As I roam the street of Brunswick I feel more like a hound than a human. Driven by need, want and pretense I hunt for a second home. My animal nature leads me to quiet streets, away from the noisy arteries, where I am all eyes, all ears, all nose, all heart, all skin. Relentlessly desirous, I scan the shapes, colors, sizes, configurations, and front gardens of house after house. Exercising quick judgment, yet postponing the actual jotting down of numbers and street names, what remains after each long drift is a hunger for the kill. I long to encounter a shell so beautiful, so uniquely formed, that it suits just me. But I know that this naïve conceit to find a house that is “meant to be” only feeds my appetite for fantasy and that soon enough I will have to surrender to the fact that in every case I will have to come to terms with a living space conceived and built for an other.

I can’t get out of my head the Manifesto Antropófago written by the Brazilian poet Oswald de Andrade in 1928. In his account of how Brazilians asserted themselves over European post-colonial cultural domination, Andrade conjures up the primitive tribal ritual of cannibalism. He suggests that in the act consuming and masticating dominant cultural forms, Brazilians were actually subverting the norm, and that in the final process of digestion and excretion of what was consumed outstandingly original forms of expression were engendered. Though my own craving is not so much for cultural assimilation, but for peace of mind, I can almost taste the flesh of each tenant that happens to walk out of a house I have set my sights on.

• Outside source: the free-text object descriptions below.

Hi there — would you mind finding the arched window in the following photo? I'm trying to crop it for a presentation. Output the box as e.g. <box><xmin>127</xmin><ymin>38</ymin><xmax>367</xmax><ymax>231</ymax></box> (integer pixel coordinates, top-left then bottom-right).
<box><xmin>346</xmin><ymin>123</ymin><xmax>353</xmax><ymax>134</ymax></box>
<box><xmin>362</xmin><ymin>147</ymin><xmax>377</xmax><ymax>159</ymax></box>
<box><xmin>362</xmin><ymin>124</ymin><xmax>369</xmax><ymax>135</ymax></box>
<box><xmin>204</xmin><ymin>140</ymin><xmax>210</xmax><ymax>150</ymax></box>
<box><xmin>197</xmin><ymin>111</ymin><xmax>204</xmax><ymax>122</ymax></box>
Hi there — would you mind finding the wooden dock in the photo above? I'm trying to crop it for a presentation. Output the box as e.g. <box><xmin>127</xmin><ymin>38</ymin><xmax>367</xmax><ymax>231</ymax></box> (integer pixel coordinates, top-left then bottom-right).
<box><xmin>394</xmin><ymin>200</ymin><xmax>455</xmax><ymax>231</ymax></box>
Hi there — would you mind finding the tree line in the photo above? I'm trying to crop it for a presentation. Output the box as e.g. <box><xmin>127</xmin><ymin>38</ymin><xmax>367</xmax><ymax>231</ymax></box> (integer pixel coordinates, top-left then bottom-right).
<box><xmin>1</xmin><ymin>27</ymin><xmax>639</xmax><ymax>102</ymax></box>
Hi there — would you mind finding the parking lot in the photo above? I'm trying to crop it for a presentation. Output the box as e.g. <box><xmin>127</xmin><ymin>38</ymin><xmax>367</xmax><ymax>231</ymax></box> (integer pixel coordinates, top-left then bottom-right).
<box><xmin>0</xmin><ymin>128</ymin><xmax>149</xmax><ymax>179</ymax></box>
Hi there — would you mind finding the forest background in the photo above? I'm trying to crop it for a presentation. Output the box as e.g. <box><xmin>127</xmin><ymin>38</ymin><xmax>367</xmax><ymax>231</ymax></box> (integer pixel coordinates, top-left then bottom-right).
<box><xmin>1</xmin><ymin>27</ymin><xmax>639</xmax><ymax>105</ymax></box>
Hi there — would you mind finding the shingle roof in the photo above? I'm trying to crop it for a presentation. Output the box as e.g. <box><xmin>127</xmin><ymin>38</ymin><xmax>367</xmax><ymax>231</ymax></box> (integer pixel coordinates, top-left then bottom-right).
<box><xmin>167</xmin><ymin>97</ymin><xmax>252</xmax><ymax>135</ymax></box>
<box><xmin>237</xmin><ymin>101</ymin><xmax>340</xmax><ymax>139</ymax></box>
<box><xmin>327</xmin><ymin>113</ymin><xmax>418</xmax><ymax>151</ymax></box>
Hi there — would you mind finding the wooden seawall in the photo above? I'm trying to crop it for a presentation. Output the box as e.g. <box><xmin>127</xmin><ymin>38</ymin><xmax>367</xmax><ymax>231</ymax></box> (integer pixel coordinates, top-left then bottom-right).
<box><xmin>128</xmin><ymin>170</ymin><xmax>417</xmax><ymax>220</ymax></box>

A house is like a second skin; another layer of epidermis to shelter the body from the outside world. A house is to a body, what a body is to a spirit. Enmeshed in each other, body and spirit, house and body, spirit and house are a symbiotic whole striving together to live -and die- well.

In Chile we have the saying “es una cosa de piel” (it’s a matter of the skin) when we want to refer to the irrational feeling that we are certain of something without having scientific proof. Since I am a vegetarian and actually foresee my process of habituation resembling more that of a chameleon who changes skin color to adapt to the surrounding environment than that of carnal ingestion, I will continue my search for a symbolic second skin, both with a dose of animal behavior and, gradually, though unwillingly, with a larger dose of search-engine realism.